Can you provide a short analysis/commentary on the conversations happening within the OSS community after this vulnerability? Are members more committed? Have they learned any lessons or are they making any changes? Additionally, are there any technical considerations that have changed because of this attack?
Jonathan Corbet, editor of the famous LWN.net site, analyzes the impact of the vulnerability for the Community in https://lwn.net/Articles/878570/
Dependency management is a recurrent headache in software development, since it’s not always technically possible upgrading to the latest version. Some products are still using old versions, that may include a number of known vulnerabilities and that may be also exposed as well to zero-day vulnerabilities. Adopting a continuous library upgrading process should be mandatory for those companies that are still ignoring the risk of staying outdated.
Another problem is the lack of development and maintenance support for common libraries. However, this problem is not specific to free software, it happens also in commercial software. At least, when using Open Source, the problem can be fixed without support from the creator of the library.
Can we talk a little more specifically in here about the specific skills and education it takes to excel when using OSS? I know it may not differ much, but what is the ideal skillset of someone working with OSS? Where can they find additional resources if they want to learn more?
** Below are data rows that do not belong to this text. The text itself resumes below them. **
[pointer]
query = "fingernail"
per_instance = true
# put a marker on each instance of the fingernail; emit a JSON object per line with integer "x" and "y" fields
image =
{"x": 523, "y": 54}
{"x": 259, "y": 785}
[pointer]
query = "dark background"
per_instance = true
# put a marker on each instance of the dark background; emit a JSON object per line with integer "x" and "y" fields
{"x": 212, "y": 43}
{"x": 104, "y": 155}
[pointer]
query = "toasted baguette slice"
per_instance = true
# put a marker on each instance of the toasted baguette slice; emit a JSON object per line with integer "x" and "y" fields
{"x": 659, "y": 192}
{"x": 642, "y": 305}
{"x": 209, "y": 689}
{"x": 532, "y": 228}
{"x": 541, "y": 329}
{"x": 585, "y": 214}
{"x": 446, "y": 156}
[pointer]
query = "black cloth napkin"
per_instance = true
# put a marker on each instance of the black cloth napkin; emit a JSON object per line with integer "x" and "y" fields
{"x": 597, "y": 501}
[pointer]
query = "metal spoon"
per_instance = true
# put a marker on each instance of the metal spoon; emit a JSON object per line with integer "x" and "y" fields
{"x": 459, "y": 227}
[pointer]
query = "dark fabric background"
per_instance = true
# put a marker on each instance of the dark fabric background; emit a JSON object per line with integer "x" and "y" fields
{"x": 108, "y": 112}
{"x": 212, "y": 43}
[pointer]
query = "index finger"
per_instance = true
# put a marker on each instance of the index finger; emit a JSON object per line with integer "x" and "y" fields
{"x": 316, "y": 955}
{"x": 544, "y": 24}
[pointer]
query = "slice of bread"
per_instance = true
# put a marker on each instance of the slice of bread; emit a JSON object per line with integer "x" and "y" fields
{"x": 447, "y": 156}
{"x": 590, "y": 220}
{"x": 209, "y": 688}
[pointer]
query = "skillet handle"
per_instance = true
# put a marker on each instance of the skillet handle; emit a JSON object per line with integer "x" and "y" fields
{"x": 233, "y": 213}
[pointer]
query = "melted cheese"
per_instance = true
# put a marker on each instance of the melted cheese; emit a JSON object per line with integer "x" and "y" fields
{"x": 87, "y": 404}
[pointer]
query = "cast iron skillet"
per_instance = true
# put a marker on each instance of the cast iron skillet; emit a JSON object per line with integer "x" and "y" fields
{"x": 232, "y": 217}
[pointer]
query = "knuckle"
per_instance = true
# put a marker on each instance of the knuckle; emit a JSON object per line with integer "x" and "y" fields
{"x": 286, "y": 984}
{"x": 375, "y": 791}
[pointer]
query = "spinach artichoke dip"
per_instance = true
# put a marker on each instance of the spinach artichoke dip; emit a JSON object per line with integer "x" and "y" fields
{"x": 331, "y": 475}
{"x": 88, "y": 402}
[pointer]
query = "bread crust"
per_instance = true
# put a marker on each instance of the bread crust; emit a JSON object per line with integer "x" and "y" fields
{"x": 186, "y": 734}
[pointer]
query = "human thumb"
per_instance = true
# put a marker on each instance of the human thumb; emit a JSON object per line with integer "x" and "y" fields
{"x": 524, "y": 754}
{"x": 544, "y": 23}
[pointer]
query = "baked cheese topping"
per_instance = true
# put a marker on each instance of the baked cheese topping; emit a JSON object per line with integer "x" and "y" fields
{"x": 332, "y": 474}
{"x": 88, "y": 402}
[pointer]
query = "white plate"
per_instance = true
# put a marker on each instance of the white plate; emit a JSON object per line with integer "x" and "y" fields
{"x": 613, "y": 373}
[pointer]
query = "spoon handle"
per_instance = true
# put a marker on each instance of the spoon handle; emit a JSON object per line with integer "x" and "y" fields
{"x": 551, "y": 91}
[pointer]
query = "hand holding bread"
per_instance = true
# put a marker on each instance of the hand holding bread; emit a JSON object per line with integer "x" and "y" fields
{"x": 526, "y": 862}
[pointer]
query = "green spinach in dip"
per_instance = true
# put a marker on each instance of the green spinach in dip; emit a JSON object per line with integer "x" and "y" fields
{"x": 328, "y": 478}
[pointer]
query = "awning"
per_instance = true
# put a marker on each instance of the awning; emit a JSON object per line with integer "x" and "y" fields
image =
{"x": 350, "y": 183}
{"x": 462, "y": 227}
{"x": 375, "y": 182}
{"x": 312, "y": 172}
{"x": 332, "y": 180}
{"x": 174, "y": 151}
The only skill required to use OSS is curiosity. Since OSS provides all the resources required to customize or extend the product, every developer is able to start reading code and creating their own version. Almost every commercial software has an Open Source product providing equivalent features, so the possibilities for specialization are almost the same existing in the commercial marketplace. Additionally, there are thousands of Open Source Communities, but The Linux Foundation may be the right place to start understanding how Open Source is developed and used in the industry.
Would we be able to give a few more technical examples of this kind of partnership? Are there any large enterprises doing this right? For people reading this that may want to create cross-collaboration opportunities, what do they need to know?
As introduced before, The Linux Foundation is a reference for cross-collaboration between the industry and the Open Source Communities. Large companies are supporting this organization to develop and maintain Open Source projects heavily used in the industry.
All these opinions are expressed on my own. They have no relationship with my current employers.